OptLLM: Optimal Assignment of Queries to Large Language Models

Yueyue Liu,Hongyu Zhang,Yuantian Miao,Van-Hoang Le,Zhiqiang Li
2024-05-24
Abstract:Large Language Models (LLMs) have garnered considerable attention owing to their remarkable capabilities, leading to an increasing number of companies offering LLMs as services. Different LLMs achieve different performance at different costs. A challenge for users lies in choosing the LLMs that best fit their needs, balancing cost and performance. In this paper, we propose a framework for addressing the cost-effective query allocation problem for LLMs. Given a set of input queries and candidate LLMs, our framework, named OptLLM, provides users with a range of optimal solutions to choose from, aligning with their budget constraints and performance preferences, including options for maximizing accuracy and minimizing cost. OptLLM predicts the performance of candidate LLMs on each query using a multi-label classification model with uncertainty estimation and then iteratively generates a set of non-dominated solutions by destructing and reconstructing the current solution. To evaluate the effectiveness of OptLLM, we conduct extensive experiments on various types of tasks, including text classification, question answering, sentiment analysis, reasoning, and log parsing. Our experimental results demonstrate that OptLLM substantially reduces costs by 2.40% to 49.18% while achieving the same accuracy as the best LLM. Compared to other multi-objective optimization algorithms, OptLLM improves accuracy by 2.94% to 69.05% at the same cost or saves costs by 8.79% and 95.87% while maintaining the highest attainable accuracy.

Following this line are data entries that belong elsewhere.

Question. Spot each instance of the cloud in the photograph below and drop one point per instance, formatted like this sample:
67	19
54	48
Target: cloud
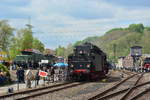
63	22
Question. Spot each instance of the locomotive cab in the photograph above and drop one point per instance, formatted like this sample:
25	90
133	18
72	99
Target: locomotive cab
87	62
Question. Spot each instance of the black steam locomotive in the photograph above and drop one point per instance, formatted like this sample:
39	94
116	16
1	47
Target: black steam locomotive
87	62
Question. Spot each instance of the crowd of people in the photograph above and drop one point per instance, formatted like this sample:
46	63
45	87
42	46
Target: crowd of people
54	74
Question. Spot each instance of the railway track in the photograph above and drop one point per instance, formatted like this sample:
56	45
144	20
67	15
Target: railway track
37	91
36	94
115	91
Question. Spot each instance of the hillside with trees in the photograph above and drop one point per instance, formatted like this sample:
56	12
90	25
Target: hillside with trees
118	41
14	40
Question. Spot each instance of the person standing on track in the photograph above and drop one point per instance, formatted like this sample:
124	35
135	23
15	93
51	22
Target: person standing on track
29	77
37	77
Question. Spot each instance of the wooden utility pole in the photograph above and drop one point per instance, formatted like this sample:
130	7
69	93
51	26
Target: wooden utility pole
114	51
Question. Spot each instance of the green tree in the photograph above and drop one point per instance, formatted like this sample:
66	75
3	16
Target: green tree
27	38
60	51
6	33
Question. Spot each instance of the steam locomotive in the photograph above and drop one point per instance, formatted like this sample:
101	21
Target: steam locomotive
87	62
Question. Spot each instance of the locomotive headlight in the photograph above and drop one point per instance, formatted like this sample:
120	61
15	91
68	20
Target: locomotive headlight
88	66
71	66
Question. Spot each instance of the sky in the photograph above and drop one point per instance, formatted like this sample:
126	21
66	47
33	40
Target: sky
62	22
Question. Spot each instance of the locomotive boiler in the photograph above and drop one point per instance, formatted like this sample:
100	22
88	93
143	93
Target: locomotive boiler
87	62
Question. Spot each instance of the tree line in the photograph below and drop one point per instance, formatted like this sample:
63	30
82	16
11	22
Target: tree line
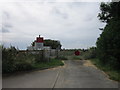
108	44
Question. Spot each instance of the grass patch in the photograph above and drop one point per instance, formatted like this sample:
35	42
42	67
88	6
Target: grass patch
112	73
52	63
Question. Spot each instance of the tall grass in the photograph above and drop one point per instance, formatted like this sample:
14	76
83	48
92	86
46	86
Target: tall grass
14	61
113	73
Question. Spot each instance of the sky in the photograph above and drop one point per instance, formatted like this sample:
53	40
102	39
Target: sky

Software Engineering,Computation and Language,Machine Learning
What problem does this paper attempt to address?
The main problem addressed in this paper is how to effectively allocate queries among multiple large language models (LLMs) to balance cost and performance. As LLMs become more prevalent, users need to make choices between models with different performance and prices. The paper proposes a framework called OptLLM, which uses multi-objective optimization methods to predict the performance of LLMs for each query and generates a set of non-dominated solutions, allowing users to select based on budget and performance preferences. OptLLM predicts performance using a multi-label classification model and takes uncertainty into account, and then iteratively generates non-dominated solutions. Experimental results show that OptLLM can maintain comparable accuracy to the best LLM while reducing costs, and in some cases, even improve accuracy or further reduce costs.